SXSW Movie Review: PAUL WILLIAMS STILL ALIVE

April loved this look into the life of the elusive Paul Williams.

In the opening of the film, writer/director Stephen Kessler reenacts a late night scroll through a website (complete with twinkly Angelfire gifs) devoted to Academy Award winning polymath Paul Williams. Kessler casually remarks, “I always thought he died too young.” The proverbial record scratches as we train our eyes on a list of the artist’s very recent tour dates and meet the film with empathetic laughter. And it’s safe to say that from this point on, empathetic laughter becomes the staple of the film.

Cue a series of vox pop interviews, setting the tone and revealing something far more bewildering: that the name Paul Williams ceases to resonate with the sidewalk masses afoot until you mention a collective trigger - “The Rainbow Connection” - and then it’s hard to stop them from finishing their own improvised a capella versions. These clips result in something that I personally could have delighted in for another half hour.

But Williams fares better luck in the SXSW crowd, as I’m sure Battle for the Planet of the Apes (Virgil) and Phantom of the Paradise (Swan) rightfully dominate some of our top lists. Though hopefully your family road trips didn’t take a whiplash-inducing turn from the lonely, lambent ballads he wrote for The Carpenters (“Rainy Days and Mondays”) and Three Dog Night (“An Old Fashioned Love Song”) to Jackyl, as mine did.

At this point there’s no slowing Kessler on his journey forth to find present-day Williams, and we become curiously aligned with him, asking in unison, “Why do I want to find him and what the hell am I going to do when I get there?”

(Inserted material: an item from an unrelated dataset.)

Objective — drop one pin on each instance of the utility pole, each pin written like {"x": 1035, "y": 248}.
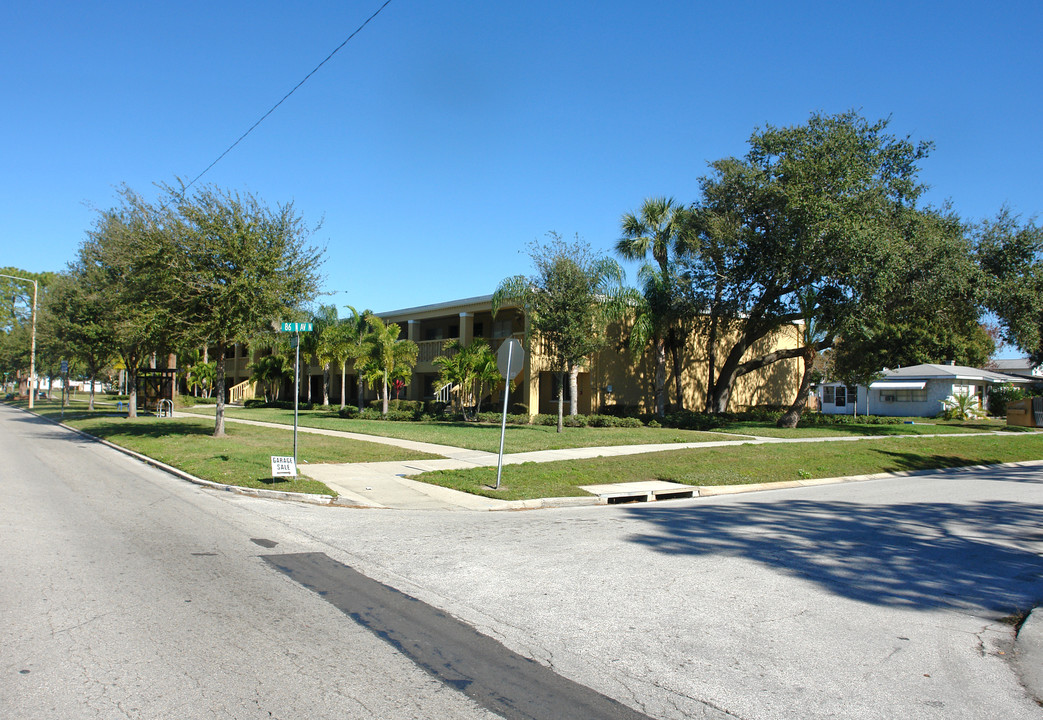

Understandably reluctant as the idol might be at times, Kessler soldiers forth through a rickety introduction in which he hilariously confesses while shooting from a (respectful) distance across the street, “I felt like... a stalker.” This awkward dance comes to a head when Paul bluntly cuts straight through the crap and suggests a better idea, something that sounds like a joke at first: that Stephen step before the lens for the Paulie and Steve Show. This is where the film truly takes flight, because there’s much more to Williams than an episode of VH1’s Where Are They Now. And Kessler’s quest through the arduous documentary making process itself takes a rightful passenger seat as it’s every bit as engaging.

Looking back on his tumultuous past just isn’t that important. In fact, we’re thankfully offered only a small dose of that before it feels inessential. Far more fascinating is the recovery of a new life in which he admits he’s discovered and gained more than one would assume he lost.

Throughout the film Williams reiterates the catalyst for the substance abuse and overall downward spiral of spreading oneself vapor thin (in short, fame whoring). He would agree that he was born special, but that try as he might, being different seemed somehow unattainable. I’d argue that he was different all along - possibly now more than ever.